Dry spells are a huge thing in the "world of lucid dreaming," because the first objective to becoming a lucid dreaming master is actually having them!  I hope you learned a thing or two from this tutorial.  Of course, this isn't every way to end a dry spell, just a comprehensive list of ways to end one.

----------


## Kaniaz

I believe that a dry spell should be easy to get rid of. They don't exist. If you believe they do, your brain will say "okay then, i won't let you remember things." Or something. Blah blah blah. Nice article though. I don't like those irritating yellow arrow things though..

----------


## wasup

> _Originally posted by Kaniaz_
> *I believe that a dry spell should be easy to get rid of. They don't exist. If you believe they do, your brain will say \"okay then, i won't let you remember things.\" Or something. Blah blah blah. Nice article though. I don't like those irritating yellow arrow things though..*



That's true, but think of it this way.  Methods for LDing aren't needed, they are just there to help you get them.  If you believe you need methods, you need them (all LDing takes is a certain mindset).  If you have methods to help rid dry spells, 'twill be easier to do.  So wait... do you think I should add a section saying that a dry spell is just a barrier of the mind etc.?  I will if you want... 

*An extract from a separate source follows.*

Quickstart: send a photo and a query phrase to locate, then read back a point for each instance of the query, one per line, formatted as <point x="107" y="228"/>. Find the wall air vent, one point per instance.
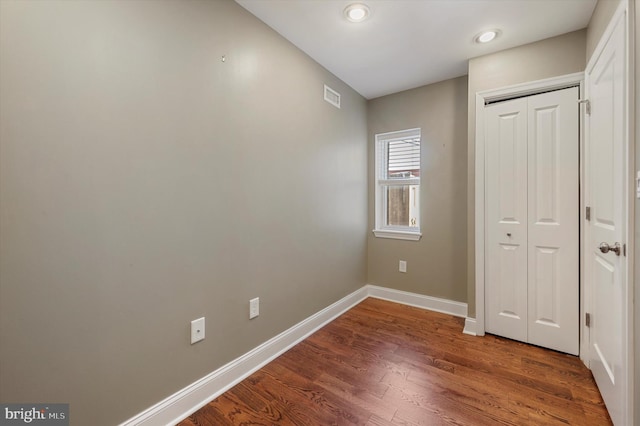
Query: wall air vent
<point x="331" y="96"/>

And also, I see you are expressing your dislike for the arrows.  There is nothing wrong with that, but would you mind telling me a subsitute for them rather then just telling me you don't like them?  Should I just remove them and don't subsitute them for anything else?

----------


## Kaniaz

That's a problem. Views on it differ. You could add a section at the bottom saying "Some people believe dry spells are a barrier of the mind, lalalalal poo".

As for the arrows, kill them. Instead, bold those little header things. That's my opinon anyway.

----------


## wasup

Like that (see the top)?

Also... can you show me what you mean?  I'd rather not change the format myself now but I don't mind if someone else does.  Here's the code for you to do it...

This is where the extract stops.